Overall, U.S. employees are spending thousands of dollars are years on coffee and going out to lunch. Of those surveyed, 82 percent spend an average of $21 a week on coffee, with nearly 90 percent spending an average of $36 a week on lunch.
"American workers have proved resilient at getting their careers back on track, but now it's important to be cautious of how they spend their hard-earned pay," said Jodi Chavez, senior vice president of Accounting Principals. "Oftentimes, the little, unmemorable spends we may make throughout the day are the ones with the biggest impact on our wallets."
The study discovered this year's payroll tax increase has forced some employees to slightly curb their spending. Twenty percent of workers have cut back the most on going out to bars and restaurants and 19 percent are going out to lunch less frequently.

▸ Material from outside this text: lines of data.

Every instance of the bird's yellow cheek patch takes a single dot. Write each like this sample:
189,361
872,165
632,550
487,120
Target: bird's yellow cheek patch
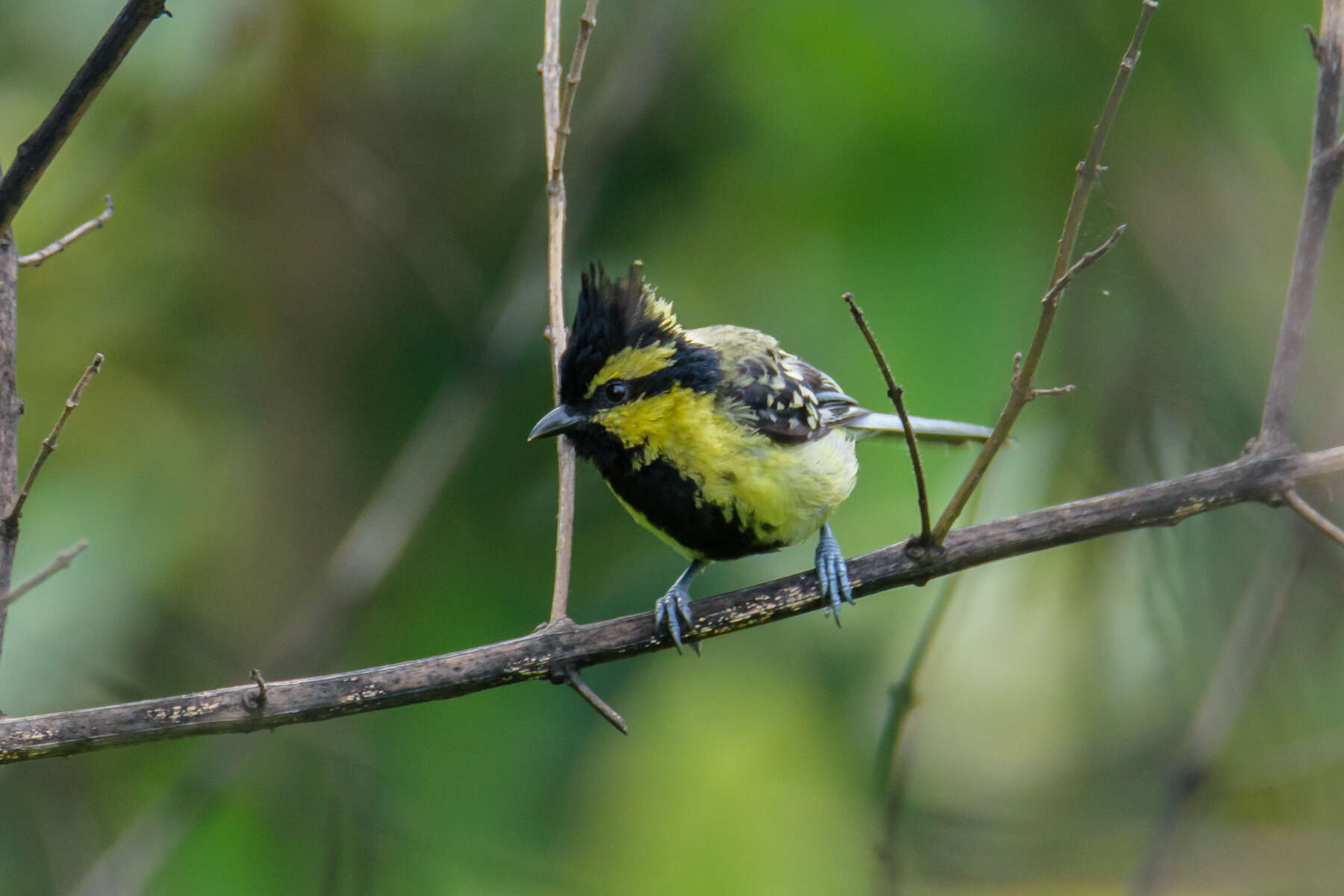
632,363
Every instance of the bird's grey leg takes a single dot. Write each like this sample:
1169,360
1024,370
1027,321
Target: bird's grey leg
673,608
833,571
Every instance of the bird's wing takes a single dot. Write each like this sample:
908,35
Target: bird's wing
774,393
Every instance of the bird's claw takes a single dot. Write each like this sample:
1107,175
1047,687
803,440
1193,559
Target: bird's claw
833,573
671,610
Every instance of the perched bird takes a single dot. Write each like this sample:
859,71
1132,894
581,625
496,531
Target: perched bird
717,440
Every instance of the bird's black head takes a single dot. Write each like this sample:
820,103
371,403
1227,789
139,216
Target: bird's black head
625,346
612,317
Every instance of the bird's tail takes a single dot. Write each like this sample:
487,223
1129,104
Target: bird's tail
929,430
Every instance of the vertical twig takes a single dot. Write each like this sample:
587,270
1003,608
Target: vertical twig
895,394
10,408
1023,381
556,297
1323,180
49,444
557,114
1238,662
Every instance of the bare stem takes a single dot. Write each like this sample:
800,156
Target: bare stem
37,152
897,394
535,657
571,85
1239,660
1021,388
1313,516
60,246
556,299
62,561
49,444
1323,181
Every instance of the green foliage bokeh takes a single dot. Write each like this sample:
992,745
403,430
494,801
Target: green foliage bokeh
331,213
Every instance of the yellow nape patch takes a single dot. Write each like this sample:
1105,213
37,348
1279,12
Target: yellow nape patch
632,363
779,494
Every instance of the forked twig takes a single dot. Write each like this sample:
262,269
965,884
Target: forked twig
62,561
895,394
49,444
37,152
1313,516
60,246
1021,388
571,85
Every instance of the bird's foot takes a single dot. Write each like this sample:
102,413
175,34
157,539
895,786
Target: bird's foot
671,610
833,573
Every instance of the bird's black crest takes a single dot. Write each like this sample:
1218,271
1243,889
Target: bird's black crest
611,317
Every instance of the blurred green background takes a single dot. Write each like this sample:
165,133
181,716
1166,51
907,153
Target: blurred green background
322,301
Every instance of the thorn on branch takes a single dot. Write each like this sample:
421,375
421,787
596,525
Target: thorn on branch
60,246
1057,390
1316,45
1313,516
255,702
569,675
49,445
1083,262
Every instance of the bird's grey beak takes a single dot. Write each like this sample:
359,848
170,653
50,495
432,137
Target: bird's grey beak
562,420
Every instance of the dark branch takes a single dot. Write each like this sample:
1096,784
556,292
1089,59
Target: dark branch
1323,180
37,152
1253,479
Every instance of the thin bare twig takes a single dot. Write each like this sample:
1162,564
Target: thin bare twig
897,394
1021,385
1323,181
573,679
556,300
535,657
49,444
54,567
1021,390
60,246
571,85
1313,516
1239,660
37,152
1055,390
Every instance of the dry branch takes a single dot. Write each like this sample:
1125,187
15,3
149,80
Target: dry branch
49,444
1323,180
538,656
37,152
1024,373
60,245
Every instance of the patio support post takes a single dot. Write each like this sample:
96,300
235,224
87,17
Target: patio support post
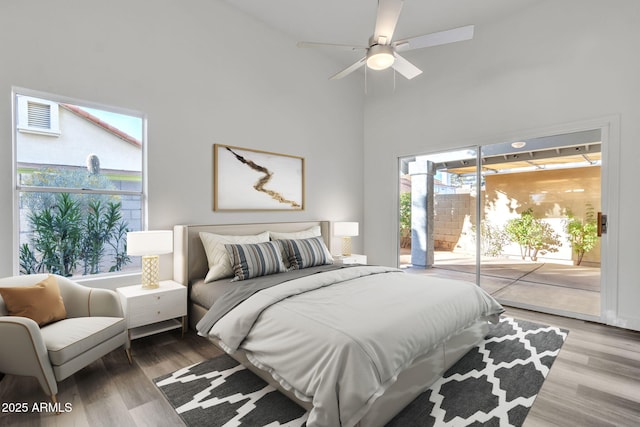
422,213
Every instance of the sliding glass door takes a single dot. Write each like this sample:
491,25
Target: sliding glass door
520,220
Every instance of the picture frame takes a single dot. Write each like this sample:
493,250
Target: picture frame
246,179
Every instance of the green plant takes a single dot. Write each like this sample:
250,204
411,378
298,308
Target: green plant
493,239
405,219
65,234
101,224
582,233
56,236
533,235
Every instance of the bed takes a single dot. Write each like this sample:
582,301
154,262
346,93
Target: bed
352,344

However, despite the average worker taking home $130 less per month because of the tax increase, 22 percent of those surveyed have not trimmed their spending at all.
"Although Americans are cutting back on some purchases during the week, it doesn't seem to be enough to keep them from dipping into their long-term savings," said Chavez.
The research found that nearly 30 percent of employed Americans have prematurely pulled money out of their retirement funds, such as 401(k)s or IRAs, to pay for unexpected expenses such as health-care costs, home or car repairs, or needing money during periods of unemployment.
"With the majority of top companies offering ways to help their employees invest in their futures, the savviest workers are taking full advantage of these unique rewards and opportunities," Chavez said.
The study was based on surveys of 1,020 employed Americans over the age of 18.